Nach den oben angegebenen Formeln liefern 40 Grm. schwefelsaures Ammoniak 21,35 Grm.
krystallisirtes Blutlaugensalz und 10,30 Grm. gasförmiges Schwefelammonium. Die
Analyse obiger Schmelze ergab 20,16 Grm. Blutlaugensalz, also 94,42 Proc. des
theoretischen Effectes.
Die zur Schmelzung verwendeten Quantitäten Potasche, Schwefel und Kohle, waren so
berechnet, daß sich Schwefelkalium bilden sollte, sowie die Mischung des
Ammoniaksalzes die zur Cyan- und Schwefelammoniumbildung erforderliche
Schwefel- und Kohlenmenge enthielt (Formel 6).
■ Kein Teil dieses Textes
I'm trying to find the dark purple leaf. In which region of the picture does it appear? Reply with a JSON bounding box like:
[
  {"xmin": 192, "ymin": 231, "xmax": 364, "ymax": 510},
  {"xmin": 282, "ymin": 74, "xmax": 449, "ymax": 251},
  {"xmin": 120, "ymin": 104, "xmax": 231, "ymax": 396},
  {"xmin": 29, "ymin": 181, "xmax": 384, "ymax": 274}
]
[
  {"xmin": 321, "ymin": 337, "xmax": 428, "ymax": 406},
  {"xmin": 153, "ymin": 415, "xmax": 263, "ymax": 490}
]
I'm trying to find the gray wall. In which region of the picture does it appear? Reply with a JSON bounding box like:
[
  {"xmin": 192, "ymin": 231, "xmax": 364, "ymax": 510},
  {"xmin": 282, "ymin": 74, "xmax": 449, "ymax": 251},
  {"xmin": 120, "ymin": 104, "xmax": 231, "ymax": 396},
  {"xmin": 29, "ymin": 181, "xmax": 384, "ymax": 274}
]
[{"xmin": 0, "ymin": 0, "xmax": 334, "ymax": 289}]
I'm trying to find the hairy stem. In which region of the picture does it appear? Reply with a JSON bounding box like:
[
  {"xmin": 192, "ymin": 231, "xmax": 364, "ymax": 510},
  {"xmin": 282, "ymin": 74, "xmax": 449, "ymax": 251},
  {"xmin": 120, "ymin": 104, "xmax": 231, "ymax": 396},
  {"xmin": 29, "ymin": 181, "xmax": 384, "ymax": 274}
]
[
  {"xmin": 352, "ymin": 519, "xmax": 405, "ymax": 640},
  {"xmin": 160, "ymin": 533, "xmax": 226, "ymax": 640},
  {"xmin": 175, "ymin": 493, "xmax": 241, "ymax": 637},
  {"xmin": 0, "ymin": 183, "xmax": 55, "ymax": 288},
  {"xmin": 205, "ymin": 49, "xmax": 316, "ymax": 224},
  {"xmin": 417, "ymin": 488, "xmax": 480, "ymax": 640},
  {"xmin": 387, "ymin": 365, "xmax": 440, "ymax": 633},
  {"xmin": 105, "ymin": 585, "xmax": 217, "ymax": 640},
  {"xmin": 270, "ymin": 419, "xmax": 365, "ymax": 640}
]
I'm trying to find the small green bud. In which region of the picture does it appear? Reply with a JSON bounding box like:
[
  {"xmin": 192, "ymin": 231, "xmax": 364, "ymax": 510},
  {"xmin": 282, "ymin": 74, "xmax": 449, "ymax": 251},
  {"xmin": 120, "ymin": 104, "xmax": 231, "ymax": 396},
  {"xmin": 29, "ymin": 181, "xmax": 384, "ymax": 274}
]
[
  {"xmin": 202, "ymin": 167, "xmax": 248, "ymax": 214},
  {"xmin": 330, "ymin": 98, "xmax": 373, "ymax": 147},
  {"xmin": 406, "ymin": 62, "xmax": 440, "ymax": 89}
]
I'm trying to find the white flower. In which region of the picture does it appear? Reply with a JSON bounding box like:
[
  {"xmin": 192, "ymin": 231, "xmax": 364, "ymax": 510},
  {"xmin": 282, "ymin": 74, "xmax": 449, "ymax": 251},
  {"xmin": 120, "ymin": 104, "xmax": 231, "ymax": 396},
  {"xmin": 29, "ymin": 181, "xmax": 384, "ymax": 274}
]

In der That war in der
Schmelze neben Blutlaugensalz nur Schwefelkalium und nicht die geringste Menge
Schwefelcyankalium nachzuweisen. Auffällig aber war es, daß, nach vollkommener
Auslaugung des Schmelzrückstandes, die in der Lösung gefundene Kalimenge überhaupt
der zur Schmelzung verwendeten nicht mehr entsprach. Auf die Quelle dieses Verlustes
werde ich in der Folge zu sprechen kommen. Es kam zunächst darauf an, die
Bedingungen festzustellen, unter denen ein Resultat wie das zuerst erhaltene erzielt
werden konnte.
Zu diesem Zwecke wurde eine Reihe von Schmelzoperationen unter Anwendung der oben
genannten Gewichtsmengen ausgeführt, jedoch so, daß die im Vorhergehenden genannten
Endpunkte der einzelnen Reactionen im Verlauf der Schmelzung nicht völlig
abgewartet, sondern absichtlich fehlerhaft gearbeitet wurde.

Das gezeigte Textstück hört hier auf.